Jokowi and Digital Revolution

Didik Purwandanu ; A researcher at Harvard Kennedy School and
the Pattiro regional research group in Jakarta
JAKARTA POST, 07 Januari 2015

The Internet is not merely a dissemination tool but also a common collaboration space in monitoring public issues. This has been proven by Ainun Najib, who developed, an Internet forum that shows the results of more than 700 volunteers involved in counting ballots in the last general election.

Their experiment, as stated by Google executive chairman Eric Schmidt in 2013, shows that the Internet has become the largest experiment and is full of surprises.

The digital revolution has led millions of young people to produce digital content every minute in a virtual world without limits. This revolution has had clear impacts on business competition in various sectors.

In the public sector, a variety of digital innovations in many countries have led to improved transparency and accountability. Not surprisingly in his election campaign, President Joko “Jokowi” Widodo repeatedly mentioned e-government, e-auditing, e-procurement and other online systems to facilitate the running of government.

Jokowi’s idea seemed great at first glance. But while other countries already have an integrated database of population, crime and social security, we still have not settled the issue of the single population registration number and e-ID card.

Some developed countries such as Singapore and the UK have been exploring the open government approach, where government data are released through the Internet and other channels while providing an opportunity for the public to give input for the improvement of public services. The experience could be adopted by the government under Jokowi to make an e-government platform utilizing crowdsourcing collaboration. It would mean communities that could engage interactively with each other in filling content.

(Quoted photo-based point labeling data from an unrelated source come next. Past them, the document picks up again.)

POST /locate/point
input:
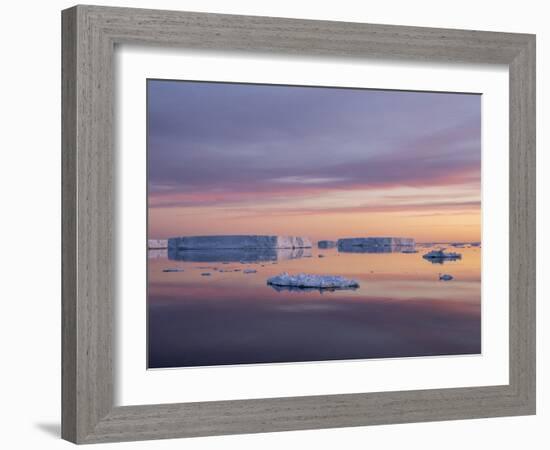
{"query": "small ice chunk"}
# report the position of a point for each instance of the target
(304, 280)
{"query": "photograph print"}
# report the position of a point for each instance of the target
(289, 224)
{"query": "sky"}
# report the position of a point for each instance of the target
(325, 163)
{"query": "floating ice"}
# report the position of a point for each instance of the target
(304, 280)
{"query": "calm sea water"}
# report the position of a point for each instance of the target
(230, 317)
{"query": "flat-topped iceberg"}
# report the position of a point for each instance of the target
(374, 244)
(157, 244)
(308, 281)
(240, 242)
(326, 244)
(234, 248)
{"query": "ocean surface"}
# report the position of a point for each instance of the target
(401, 308)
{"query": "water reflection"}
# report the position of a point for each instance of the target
(441, 260)
(250, 255)
(309, 289)
(373, 248)
(400, 310)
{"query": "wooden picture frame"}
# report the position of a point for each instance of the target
(90, 34)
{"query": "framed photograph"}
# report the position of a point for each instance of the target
(278, 224)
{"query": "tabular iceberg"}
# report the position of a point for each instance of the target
(375, 244)
(237, 242)
(245, 248)
(304, 280)
(326, 244)
(157, 244)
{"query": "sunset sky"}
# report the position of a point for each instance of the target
(319, 162)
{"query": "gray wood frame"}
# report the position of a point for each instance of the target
(89, 36)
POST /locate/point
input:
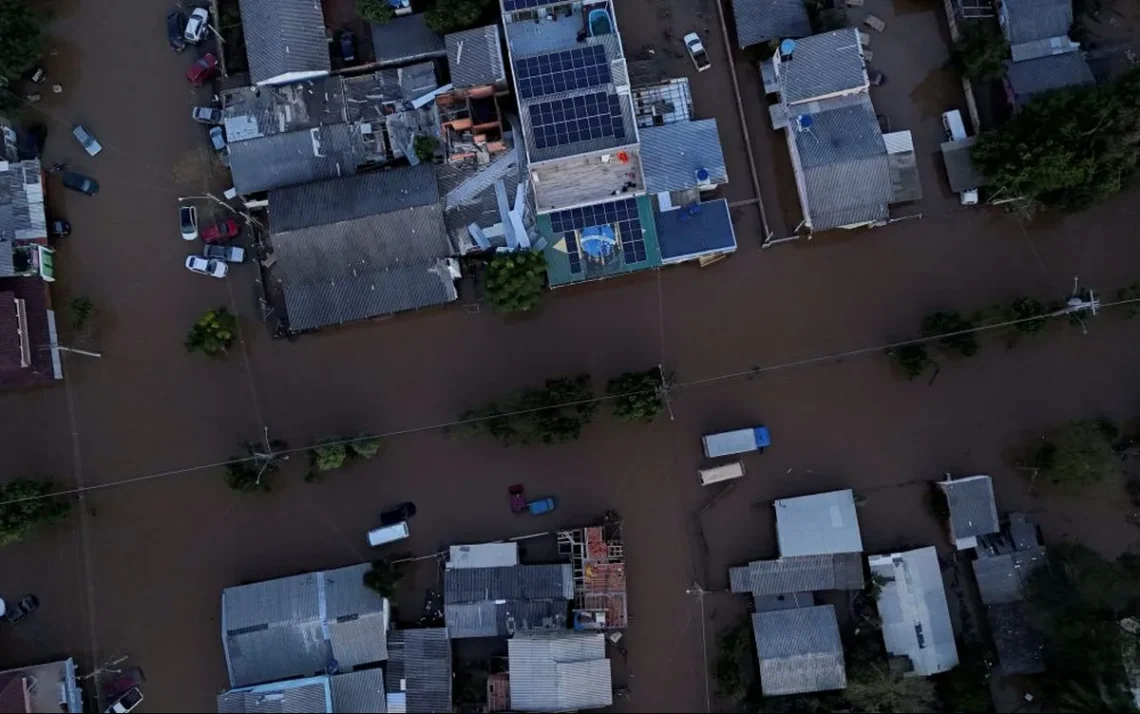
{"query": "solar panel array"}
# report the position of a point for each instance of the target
(573, 69)
(623, 214)
(576, 119)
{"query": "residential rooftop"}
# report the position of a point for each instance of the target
(799, 650)
(817, 525)
(559, 672)
(914, 611)
(972, 509)
(302, 625)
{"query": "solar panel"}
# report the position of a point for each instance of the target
(576, 119)
(576, 69)
(623, 214)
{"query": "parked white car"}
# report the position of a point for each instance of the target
(197, 26)
(206, 266)
(84, 137)
(188, 222)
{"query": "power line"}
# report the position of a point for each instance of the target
(461, 422)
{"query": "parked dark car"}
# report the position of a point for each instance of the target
(80, 183)
(202, 71)
(176, 25)
(31, 142)
(347, 41)
(397, 514)
(220, 232)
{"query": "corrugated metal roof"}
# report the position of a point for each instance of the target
(685, 234)
(294, 697)
(799, 574)
(475, 57)
(1036, 19)
(358, 692)
(352, 197)
(672, 154)
(559, 672)
(295, 157)
(405, 39)
(912, 605)
(275, 630)
(821, 65)
(418, 670)
(799, 650)
(972, 510)
(1034, 76)
(817, 525)
(759, 21)
(283, 37)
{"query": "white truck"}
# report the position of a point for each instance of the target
(697, 51)
(955, 131)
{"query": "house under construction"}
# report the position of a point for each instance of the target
(597, 562)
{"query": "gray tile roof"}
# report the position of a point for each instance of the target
(295, 626)
(294, 697)
(972, 510)
(22, 203)
(1036, 19)
(1020, 647)
(475, 57)
(915, 615)
(480, 602)
(418, 670)
(799, 650)
(798, 574)
(672, 154)
(1002, 578)
(817, 524)
(1034, 76)
(358, 692)
(759, 21)
(821, 65)
(350, 199)
(684, 234)
(960, 165)
(559, 672)
(846, 170)
(296, 157)
(283, 37)
(406, 39)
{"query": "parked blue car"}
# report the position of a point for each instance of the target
(542, 505)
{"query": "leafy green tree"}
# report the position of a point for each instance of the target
(379, 11)
(950, 323)
(515, 281)
(872, 688)
(23, 42)
(27, 504)
(912, 359)
(1067, 148)
(980, 50)
(1079, 454)
(424, 147)
(554, 414)
(213, 333)
(447, 16)
(636, 395)
(365, 447)
(383, 577)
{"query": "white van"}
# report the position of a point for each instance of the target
(389, 534)
(955, 131)
(716, 475)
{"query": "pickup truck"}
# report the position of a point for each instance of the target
(697, 51)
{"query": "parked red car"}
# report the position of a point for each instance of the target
(220, 232)
(202, 71)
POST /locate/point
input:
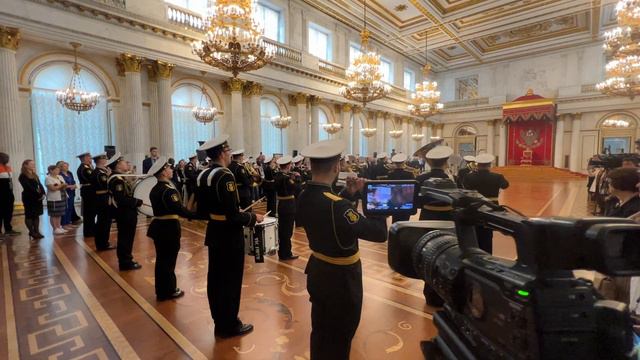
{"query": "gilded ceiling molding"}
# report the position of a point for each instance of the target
(9, 38)
(164, 69)
(131, 63)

One worthy exercise to try is the interactive model for planning and budgeting. Residents could be involved to validate the data base of the Central Statistics Agency (BPS) to calculate public service budgets.

Likewise, school committees would not just be the school principal’s policy stamp, but could help to seek ways to reduce the illiteracy rate in their surroundings based on available budget.

However, this approach also presents challenges. Among other things, there is the need to determine what kind of data should be owned by the government; there are also concerns about the quality, security and privacy related to that information.

Second, there is a potential of abuse of the information presented. So it is important for the government to regulate how the data should be used, with appropriate notification.

The Communications and Information Ministry has targeted all areas to be connected to the Internet. Every city building’s fiber optic network will have a bandwidth of up to 40 gigabytes per second.

Unfortunately, only 15 percent of the targeted 1,330 new connections in the Smart Village program has been achieved.

For the new minister, this is certainly serious work that needs to be done. Not only to understand the appropriate technology and infrastructure but also that it be carried out in accordance with the core values of this approach to the digital revolution: transparency, accountability and participation.

Its success relies heavily on community involvement. Residents should consider themselves active citizens, not just beneficiaries of policies and public services.

The “open government” and crowdsourcing approach has wide benefits, from involving citizens, increasing the legitimacy of power and opening up innovation space.

Transparency of data with quick feedback can improve public services. Over time, the benefits is that these measures will encourage the community to care more about their common problems.

For Jokowi’s populist style, the approach not only strengthens his legitimacy as a leader who is close to the people. It will also facilitate the monitoring of all plans and details, particularly in view of Jokowi’s blusukan (impromptu visits), in which e-blusukan could be used in which people in the “visited” areas through long distance meetings also become the eyes and ears of the President.

Using this collaboration, we can imagine the scenarios of the next five years. For instance, a health worker in a village opens an application on his cell phone to input results of monitoring of services at the local health center.

Such input would then be tabulated by the Health Ministry to recapitalize and plan strategies for the improvement of health services. In such ways the “digital revolution” would bring leaders like Jokowi closer to the people.